E qualquer má conduta como falar palavrões ou fumar podem fazer despertar no Papai Noel a lembrança da sua origem selvagem, assim como no mundo real dos negócios a assepsia dos shoppings centers se confunde com a boa vontade natalina. E o que é pior: “más condutas” podem fazer lembrar aos profissionais do “espírito de natal” que são livres e que o script natalino é uma imposição corporativa, despertando a pulsão anti-social presente em cada um de nós.
Papai Noel: um rito de passagem
Helander faz não só uma fábula do presente como também um resgate das raízes do mito do Papai Noel. Phyllis Siefker em seu livro “Santa Claus, Last of the Wild Men: The Origins and Evolution of Saint Nicholas, spanning 50,000 years” afirma que Papai-Noel é descendente de uma longa linha soturnos, sujos e peludos deuses remanescentes da era pré-cristã. Através de milênios sua figura surge em muitos países adaptando-se às regras e mudanças sociais. Através da Europa, esse deus selvagem fez parte de festividades e rituais de fertilidade, relembrando os ciclos da natureza, morte e renascimento.
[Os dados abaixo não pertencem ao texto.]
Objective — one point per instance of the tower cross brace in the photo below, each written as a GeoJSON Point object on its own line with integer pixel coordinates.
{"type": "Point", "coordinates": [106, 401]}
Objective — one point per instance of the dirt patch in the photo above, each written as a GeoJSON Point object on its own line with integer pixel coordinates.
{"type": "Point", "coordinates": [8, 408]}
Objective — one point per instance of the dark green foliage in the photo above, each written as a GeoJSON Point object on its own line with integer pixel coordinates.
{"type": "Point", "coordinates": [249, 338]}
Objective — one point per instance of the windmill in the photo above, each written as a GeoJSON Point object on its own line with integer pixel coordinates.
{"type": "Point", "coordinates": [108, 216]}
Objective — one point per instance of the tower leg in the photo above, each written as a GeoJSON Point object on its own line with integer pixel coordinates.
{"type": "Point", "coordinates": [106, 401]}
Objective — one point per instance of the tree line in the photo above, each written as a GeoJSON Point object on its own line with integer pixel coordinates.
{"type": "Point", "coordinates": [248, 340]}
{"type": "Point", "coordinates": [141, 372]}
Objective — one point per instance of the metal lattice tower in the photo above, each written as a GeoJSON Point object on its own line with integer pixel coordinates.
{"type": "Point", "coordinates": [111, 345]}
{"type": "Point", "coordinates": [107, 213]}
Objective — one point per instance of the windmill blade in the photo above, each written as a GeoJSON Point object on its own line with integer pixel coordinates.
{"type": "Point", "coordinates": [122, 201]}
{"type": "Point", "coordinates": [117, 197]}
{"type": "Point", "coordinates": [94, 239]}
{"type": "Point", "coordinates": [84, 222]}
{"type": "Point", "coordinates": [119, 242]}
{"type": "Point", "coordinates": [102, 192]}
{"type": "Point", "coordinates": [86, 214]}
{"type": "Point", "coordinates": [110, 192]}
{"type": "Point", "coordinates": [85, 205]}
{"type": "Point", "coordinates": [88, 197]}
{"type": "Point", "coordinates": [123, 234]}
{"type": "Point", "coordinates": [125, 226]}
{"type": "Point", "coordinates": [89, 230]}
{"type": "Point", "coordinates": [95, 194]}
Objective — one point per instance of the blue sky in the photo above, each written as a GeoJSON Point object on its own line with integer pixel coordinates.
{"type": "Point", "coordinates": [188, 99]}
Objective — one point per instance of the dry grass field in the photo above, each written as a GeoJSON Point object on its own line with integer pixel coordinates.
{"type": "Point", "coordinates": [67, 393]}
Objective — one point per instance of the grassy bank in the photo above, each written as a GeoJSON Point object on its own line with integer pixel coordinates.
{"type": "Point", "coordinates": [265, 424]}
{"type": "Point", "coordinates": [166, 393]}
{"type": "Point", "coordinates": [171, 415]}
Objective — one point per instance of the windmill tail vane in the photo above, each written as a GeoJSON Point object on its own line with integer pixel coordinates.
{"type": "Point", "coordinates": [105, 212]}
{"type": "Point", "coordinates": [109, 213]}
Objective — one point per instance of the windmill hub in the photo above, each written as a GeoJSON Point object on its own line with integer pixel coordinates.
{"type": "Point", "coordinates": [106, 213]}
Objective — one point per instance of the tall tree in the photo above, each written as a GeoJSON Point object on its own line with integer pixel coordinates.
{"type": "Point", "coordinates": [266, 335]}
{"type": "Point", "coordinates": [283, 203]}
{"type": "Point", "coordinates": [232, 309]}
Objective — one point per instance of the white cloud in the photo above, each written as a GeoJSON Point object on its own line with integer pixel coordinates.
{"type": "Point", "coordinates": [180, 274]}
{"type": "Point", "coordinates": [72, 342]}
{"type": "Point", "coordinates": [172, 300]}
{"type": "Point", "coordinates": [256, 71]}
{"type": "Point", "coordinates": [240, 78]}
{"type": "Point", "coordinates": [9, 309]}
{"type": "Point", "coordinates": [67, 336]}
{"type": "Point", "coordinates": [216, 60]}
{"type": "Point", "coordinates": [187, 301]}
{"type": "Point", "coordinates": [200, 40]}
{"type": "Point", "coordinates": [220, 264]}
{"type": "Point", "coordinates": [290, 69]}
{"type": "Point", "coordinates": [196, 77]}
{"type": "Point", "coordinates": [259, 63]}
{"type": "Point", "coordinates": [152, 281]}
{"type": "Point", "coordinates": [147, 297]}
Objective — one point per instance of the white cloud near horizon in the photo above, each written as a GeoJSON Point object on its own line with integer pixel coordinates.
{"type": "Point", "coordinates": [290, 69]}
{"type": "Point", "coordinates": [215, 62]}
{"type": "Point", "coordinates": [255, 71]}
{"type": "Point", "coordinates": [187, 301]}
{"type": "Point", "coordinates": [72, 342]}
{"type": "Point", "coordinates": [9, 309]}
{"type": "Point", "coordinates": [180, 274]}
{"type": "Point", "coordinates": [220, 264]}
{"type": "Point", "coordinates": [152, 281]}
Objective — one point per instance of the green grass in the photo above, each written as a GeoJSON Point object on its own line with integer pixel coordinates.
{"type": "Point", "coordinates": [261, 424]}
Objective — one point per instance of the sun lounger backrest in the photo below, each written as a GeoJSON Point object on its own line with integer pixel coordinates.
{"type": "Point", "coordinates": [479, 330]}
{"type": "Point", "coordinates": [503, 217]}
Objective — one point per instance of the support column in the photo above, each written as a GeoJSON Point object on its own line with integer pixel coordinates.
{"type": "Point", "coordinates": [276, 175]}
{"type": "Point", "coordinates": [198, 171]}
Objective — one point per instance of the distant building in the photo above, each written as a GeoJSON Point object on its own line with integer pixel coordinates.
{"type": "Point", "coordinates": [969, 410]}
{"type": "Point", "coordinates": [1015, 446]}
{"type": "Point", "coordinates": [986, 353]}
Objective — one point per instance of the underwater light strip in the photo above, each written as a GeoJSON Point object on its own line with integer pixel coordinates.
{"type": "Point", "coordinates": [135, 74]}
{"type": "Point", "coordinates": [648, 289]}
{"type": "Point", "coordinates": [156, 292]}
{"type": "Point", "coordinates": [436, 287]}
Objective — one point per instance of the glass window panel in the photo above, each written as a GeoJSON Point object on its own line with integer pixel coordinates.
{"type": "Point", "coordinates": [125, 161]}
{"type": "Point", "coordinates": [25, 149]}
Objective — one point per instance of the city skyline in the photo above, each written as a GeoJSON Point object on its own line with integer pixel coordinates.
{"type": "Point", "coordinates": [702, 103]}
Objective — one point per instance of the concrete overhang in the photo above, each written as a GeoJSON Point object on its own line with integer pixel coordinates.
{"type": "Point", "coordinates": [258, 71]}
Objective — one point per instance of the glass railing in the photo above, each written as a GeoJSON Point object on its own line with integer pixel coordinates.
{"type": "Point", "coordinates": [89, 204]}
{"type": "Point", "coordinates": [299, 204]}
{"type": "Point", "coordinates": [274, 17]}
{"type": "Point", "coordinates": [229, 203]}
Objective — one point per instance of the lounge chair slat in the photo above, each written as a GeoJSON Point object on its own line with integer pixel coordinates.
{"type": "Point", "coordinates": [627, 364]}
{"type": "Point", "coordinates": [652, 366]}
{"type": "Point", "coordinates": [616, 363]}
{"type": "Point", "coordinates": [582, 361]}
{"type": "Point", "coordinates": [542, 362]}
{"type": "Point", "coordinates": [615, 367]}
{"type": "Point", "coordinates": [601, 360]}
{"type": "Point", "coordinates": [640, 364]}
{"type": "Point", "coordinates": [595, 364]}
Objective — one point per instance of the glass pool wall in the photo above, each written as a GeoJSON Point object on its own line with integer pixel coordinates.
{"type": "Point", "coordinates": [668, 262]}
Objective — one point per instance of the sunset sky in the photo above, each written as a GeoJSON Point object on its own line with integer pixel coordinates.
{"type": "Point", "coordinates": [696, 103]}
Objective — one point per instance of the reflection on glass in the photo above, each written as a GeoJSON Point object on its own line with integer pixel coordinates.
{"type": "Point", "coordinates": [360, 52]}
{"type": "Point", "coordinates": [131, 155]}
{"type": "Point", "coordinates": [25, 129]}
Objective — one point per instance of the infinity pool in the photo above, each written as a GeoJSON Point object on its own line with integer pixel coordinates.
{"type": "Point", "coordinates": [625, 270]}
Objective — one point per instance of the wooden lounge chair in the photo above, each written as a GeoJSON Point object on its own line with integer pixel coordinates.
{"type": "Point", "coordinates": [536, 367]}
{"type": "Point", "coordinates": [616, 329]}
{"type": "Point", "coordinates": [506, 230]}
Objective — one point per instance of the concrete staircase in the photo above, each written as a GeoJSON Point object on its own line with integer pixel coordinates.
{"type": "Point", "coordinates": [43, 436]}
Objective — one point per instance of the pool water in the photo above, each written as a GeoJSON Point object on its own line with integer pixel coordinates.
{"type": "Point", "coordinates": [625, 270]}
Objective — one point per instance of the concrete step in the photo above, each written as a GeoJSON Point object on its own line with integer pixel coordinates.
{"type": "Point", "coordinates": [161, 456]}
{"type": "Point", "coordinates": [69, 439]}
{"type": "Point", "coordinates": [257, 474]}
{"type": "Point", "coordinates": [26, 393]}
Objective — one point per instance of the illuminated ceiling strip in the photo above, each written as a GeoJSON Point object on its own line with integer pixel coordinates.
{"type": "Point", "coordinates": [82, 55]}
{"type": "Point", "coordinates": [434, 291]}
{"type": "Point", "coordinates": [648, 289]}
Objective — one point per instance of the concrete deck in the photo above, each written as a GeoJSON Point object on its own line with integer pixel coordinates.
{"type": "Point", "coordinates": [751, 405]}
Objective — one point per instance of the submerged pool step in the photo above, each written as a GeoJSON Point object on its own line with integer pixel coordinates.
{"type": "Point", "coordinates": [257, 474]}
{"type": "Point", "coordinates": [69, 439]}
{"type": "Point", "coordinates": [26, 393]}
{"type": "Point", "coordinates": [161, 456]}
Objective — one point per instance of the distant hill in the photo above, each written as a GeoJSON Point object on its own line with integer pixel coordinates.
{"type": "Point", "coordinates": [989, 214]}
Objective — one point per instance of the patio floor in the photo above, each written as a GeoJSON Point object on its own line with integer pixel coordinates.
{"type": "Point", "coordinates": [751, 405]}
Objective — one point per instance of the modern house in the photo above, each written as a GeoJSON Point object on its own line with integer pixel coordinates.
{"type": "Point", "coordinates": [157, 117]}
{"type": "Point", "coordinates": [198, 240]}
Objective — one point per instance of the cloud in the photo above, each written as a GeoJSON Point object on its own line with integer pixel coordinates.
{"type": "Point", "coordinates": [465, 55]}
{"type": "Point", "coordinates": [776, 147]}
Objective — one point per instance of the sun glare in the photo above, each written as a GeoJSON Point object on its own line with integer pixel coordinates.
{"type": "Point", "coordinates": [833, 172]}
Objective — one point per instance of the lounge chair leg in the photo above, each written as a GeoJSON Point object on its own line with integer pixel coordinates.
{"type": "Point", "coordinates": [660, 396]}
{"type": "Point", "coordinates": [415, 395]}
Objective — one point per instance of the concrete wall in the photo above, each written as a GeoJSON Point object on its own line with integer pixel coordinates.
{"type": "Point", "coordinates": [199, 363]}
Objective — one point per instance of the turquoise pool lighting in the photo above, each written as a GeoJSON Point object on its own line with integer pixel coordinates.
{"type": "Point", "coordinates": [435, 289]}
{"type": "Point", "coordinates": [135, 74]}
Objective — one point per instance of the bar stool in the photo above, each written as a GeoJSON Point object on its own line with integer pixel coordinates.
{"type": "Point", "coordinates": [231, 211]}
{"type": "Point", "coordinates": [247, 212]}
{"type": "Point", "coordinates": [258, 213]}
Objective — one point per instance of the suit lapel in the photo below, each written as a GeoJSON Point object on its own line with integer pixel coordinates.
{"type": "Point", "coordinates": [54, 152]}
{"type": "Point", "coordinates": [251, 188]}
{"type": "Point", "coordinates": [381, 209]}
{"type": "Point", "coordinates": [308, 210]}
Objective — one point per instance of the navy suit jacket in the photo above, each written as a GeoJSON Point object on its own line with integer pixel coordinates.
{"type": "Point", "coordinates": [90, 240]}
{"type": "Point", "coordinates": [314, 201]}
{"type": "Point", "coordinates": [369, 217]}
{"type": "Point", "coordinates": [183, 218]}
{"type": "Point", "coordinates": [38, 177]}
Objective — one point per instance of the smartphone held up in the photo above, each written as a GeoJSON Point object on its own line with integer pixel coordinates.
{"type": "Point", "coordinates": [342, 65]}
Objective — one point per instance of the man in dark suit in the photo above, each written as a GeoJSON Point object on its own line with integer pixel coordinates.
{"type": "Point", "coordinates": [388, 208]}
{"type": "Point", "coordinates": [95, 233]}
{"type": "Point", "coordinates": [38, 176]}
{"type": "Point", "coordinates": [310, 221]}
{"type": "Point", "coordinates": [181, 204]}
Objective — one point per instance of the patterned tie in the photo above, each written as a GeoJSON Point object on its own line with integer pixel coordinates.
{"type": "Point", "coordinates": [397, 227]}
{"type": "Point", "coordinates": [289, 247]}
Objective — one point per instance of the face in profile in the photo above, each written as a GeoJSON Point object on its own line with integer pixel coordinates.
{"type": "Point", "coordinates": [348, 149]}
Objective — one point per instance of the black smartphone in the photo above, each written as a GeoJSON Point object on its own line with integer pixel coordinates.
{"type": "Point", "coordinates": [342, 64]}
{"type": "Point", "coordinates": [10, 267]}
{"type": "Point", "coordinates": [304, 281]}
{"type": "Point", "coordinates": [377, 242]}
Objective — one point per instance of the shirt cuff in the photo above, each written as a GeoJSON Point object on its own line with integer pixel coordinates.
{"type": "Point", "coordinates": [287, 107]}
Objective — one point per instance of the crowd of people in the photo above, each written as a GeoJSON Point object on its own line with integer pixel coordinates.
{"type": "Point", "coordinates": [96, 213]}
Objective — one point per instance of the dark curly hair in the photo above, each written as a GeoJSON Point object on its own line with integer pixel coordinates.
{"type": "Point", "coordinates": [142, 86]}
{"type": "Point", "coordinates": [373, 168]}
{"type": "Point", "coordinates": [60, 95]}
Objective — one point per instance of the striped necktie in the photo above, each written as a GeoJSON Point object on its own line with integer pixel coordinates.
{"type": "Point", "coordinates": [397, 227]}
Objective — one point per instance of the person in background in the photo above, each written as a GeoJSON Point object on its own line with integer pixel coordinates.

Um exemplo é a figura de “Pencenickel” (Pelznickel no original alemão) que usando máscara e roupas escuras trazia correntes para prender as crianças mal comportadas. Halander vai buscar nas tradições finlandesas essa mesma origem soturna do bom velhinho: na verdade um monstro criado para manter as crianças na linha, aterrorizando-as para forçá-las a obedecerem e respeitarem as normas sociais.
Haeander resgata essa tradição dos ancestrais de Papai Noel associados a festividades e rituais de fertilidade que eram muito mais do que isso: para as crianças e jovens, um ritual de passagem onde, através do medo e terror, lembrar a eles que os deuses são poderosos, impacientes e sem compaixão.
Com a religião essas formas pagãs ou foram reprimidas ou sublimadas como no ritual do sangue e do corpo de Cristo convertidos em hóstia e vinho. E revivem em plena era hightech atual por meio da indústria do entretenimento. Não é à toa que é recorrente no cinema revival dessas origens mítica de um Papai Noel que, de repente, converte-se em demônio ou serial killer: Bad Santa (2003), Black Christmas (1974), Christmas Evil (1980), Silent Night, Deadly Night (1984), Jack Frost (1996), Don´t Open Till Christmas (1984), Uma Noite de Fúria (Santa’s Slay, 2005) etc.
Isso sem falar no medo atávico que muitas crianças experimentam ao se defrontarem com o bom velhinho em shoppings ou no pânico que tomam muitos filhos ao verem seus pais aparecerem da escuridão da noite vestidos de Papai Noel.